At that moment things will become really interesting. If decision theory, bayesianism and causality will be able to show something that can be combined with LLM to create something marketable, then they will have their big chance. Or maybe those smart people will devise some other way out of the local maxima.

Bayesian methods and causality has their applications, there are tools to use them, but you can't just feed news into them to get back a most likely structure of a secret global government run by interdimensional lizard people. Probably if you combine them with LLM, than the resulting tool will be able to perform this task?

1 comments

What irks me a bit at the way the Bitter Lesson is interpreted is that seemingly it didn't just throw out handcrafted model/feature generation, but also any attempt to interpret the learned models and features.

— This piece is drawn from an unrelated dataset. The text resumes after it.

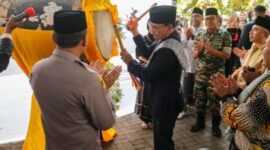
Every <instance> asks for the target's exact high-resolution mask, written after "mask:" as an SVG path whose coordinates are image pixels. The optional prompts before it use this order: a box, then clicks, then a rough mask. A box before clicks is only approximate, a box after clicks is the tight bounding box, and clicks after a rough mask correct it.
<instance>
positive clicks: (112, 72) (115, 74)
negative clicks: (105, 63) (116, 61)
mask: <svg viewBox="0 0 270 150" xmlns="http://www.w3.org/2000/svg"><path fill="white" fill-rule="evenodd" d="M121 71H122V67H121V66H116V67H115V68H114V69H113V70H111V71H108V70H107V71H105V72H104V74H103V75H102V78H103V80H104V82H105V83H106V86H107V89H109V88H110V87H111V86H112V85H113V84H114V83H115V81H116V80H117V79H118V78H119V76H120V73H121Z"/></svg>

Like, in theory, this should be the absolute best time for people interested in analyzing unstructured data: Here there is this wealth of open-weight models, trained on half the internet that must have developed all kinds of absolutely insane feature detectors for all kinds of media: Programming languages, human-language prose, images, audio, video, whatever you want!

In practice, the models are mostly treated as black boxes and the weights as inscrutable. Which is why we now have the weird situation that our models are able to understand incredibly subtle and abstract semantic concepts in text - but the pre- and postprocessing is still on the level of regexes and string heuristics like 50 years ago. There doesn't seem to be any inbetween.